Eponine grinned at his choice of words. "Maybe between now and that day there will be something different to talk about," she said a little wryly. "Hopefully it won't be about us again."

Enjolras regarded her silently for a long time, remembering the last time this topic had come up while they'd been talking in his office, days before the trials of Magnon and Duchamp. There had been a matter he'd dearly wished to at least mention at that point in time, but it had been evident that then she was too flustered to even contemplate it. The events that had transpired since that time had him all the more convinced that he would have to do more than a simple mention of this question. He looked at her keenly as he set down his coffee. "Eponine, there is something I want to discuss with you."

"Oh?"

He took a deep breath, hoping with every fiber of his being that she would not be startled or worse, angry at what he was about to ask. "When you said all those months ago that you wanted us to be respectable, where did you think it would lead up to?"

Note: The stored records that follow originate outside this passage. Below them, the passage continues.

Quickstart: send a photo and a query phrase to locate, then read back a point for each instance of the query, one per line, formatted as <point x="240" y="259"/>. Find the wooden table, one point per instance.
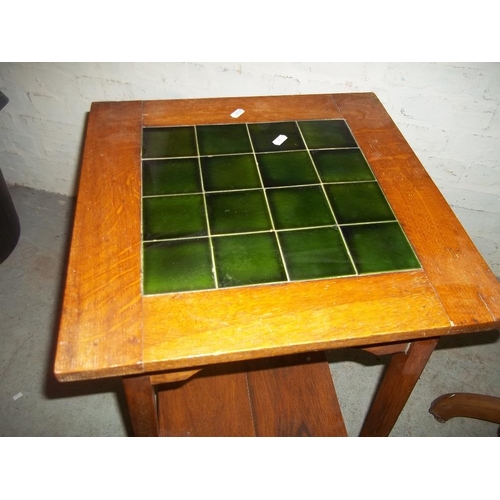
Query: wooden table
<point x="249" y="359"/>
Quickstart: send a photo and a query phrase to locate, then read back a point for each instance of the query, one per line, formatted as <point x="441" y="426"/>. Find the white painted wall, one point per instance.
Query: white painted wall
<point x="448" y="112"/>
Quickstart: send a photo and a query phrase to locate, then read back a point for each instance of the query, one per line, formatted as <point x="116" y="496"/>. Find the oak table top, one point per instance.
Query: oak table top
<point x="117" y="320"/>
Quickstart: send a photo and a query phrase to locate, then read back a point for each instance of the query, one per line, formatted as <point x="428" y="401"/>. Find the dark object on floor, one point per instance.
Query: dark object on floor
<point x="9" y="221"/>
<point x="10" y="228"/>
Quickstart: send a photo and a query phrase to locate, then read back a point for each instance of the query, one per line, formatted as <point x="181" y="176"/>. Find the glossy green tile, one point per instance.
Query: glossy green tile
<point x="379" y="247"/>
<point x="315" y="253"/>
<point x="173" y="217"/>
<point x="238" y="212"/>
<point x="181" y="175"/>
<point x="287" y="169"/>
<point x="327" y="134"/>
<point x="230" y="172"/>
<point x="342" y="165"/>
<point x="223" y="139"/>
<point x="263" y="135"/>
<point x="248" y="259"/>
<point x="358" y="202"/>
<point x="299" y="207"/>
<point x="168" y="142"/>
<point x="177" y="266"/>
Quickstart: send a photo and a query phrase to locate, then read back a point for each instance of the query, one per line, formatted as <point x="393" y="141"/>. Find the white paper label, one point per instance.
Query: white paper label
<point x="280" y="140"/>
<point x="237" y="112"/>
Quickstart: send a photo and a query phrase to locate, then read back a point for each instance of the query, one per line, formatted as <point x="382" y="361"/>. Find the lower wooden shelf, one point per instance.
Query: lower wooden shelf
<point x="284" y="396"/>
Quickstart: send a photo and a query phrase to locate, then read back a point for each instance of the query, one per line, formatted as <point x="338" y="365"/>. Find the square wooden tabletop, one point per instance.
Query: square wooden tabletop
<point x="110" y="327"/>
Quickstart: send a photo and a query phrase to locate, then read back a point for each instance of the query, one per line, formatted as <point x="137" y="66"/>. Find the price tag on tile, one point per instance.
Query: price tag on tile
<point x="237" y="113"/>
<point x="280" y="140"/>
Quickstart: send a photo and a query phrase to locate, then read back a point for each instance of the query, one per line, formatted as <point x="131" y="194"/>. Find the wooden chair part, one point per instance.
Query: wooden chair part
<point x="468" y="405"/>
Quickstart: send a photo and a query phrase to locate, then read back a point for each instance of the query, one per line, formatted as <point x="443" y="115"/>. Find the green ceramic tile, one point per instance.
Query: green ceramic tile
<point x="168" y="142"/>
<point x="263" y="135"/>
<point x="248" y="259"/>
<point x="223" y="139"/>
<point x="177" y="266"/>
<point x="173" y="217"/>
<point x="327" y="134"/>
<point x="287" y="169"/>
<point x="238" y="212"/>
<point x="299" y="207"/>
<point x="230" y="172"/>
<point x="181" y="175"/>
<point x="358" y="202"/>
<point x="342" y="165"/>
<point x="380" y="247"/>
<point x="315" y="253"/>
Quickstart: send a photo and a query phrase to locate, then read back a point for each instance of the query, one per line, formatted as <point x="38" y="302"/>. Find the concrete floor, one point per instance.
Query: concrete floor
<point x="33" y="403"/>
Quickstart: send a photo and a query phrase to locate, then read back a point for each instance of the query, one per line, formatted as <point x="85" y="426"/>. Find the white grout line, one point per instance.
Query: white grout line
<point x="212" y="252"/>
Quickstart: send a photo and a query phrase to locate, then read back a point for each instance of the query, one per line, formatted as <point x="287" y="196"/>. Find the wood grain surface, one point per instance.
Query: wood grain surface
<point x="100" y="332"/>
<point x="468" y="289"/>
<point x="107" y="328"/>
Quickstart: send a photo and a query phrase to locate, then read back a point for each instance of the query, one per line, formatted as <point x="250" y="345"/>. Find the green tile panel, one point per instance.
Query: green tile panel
<point x="224" y="206"/>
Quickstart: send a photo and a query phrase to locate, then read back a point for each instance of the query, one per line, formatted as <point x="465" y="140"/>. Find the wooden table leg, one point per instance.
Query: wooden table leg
<point x="399" y="380"/>
<point x="141" y="402"/>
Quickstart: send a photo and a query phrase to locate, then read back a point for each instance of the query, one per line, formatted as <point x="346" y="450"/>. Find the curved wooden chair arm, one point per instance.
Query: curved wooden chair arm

She pensively ran her fingers over his callused ones. "I didn't want to be your mistress, to go about the way others did; it wouldn't have been good for either of us, but you in particular," She paused when he held her hand more tightly. "I think after everything we've gotten ourselves into, there's only one place where respectable can end up."

"You already know."

Eponine bit her lip, but there was a growing hope evident in her expression when she met his gaze. "Antoine, are you sure? If you really are, then you know what my answer is."

Enjolras pressed a kiss to her hand, and was heartened to see her smile at this. "Absolutely."

Her eyes were bright with joy as she leaned in to kiss him lightly, making her answer even clearer. "So, when? Within this year, I s'pose?"

"What about before the end of summer? I'm sure we can manage that."

She smiled bemusedly at him. "You're eager."

"Is it too soon?"

"I s'pose so much the better then, before more things come up that could make us put it off," she said with a grin.

He nodded, seeing that she got his point."I hope this wasn't too abrupt," he confessed. "I don't even have a ring to give you."

Eponine laughed. "Not at all, not when it's you. As for the ring, I don't know what I'd do with such a shiner on my hand, not when I have so much to handle!"

Enjolras chuckled at her words before brushing her hair out of her face. "You say the oddest things. But you're in the right of it," he said before kissing her deeply, certain that now that there were no words fitting for the rest of their evening.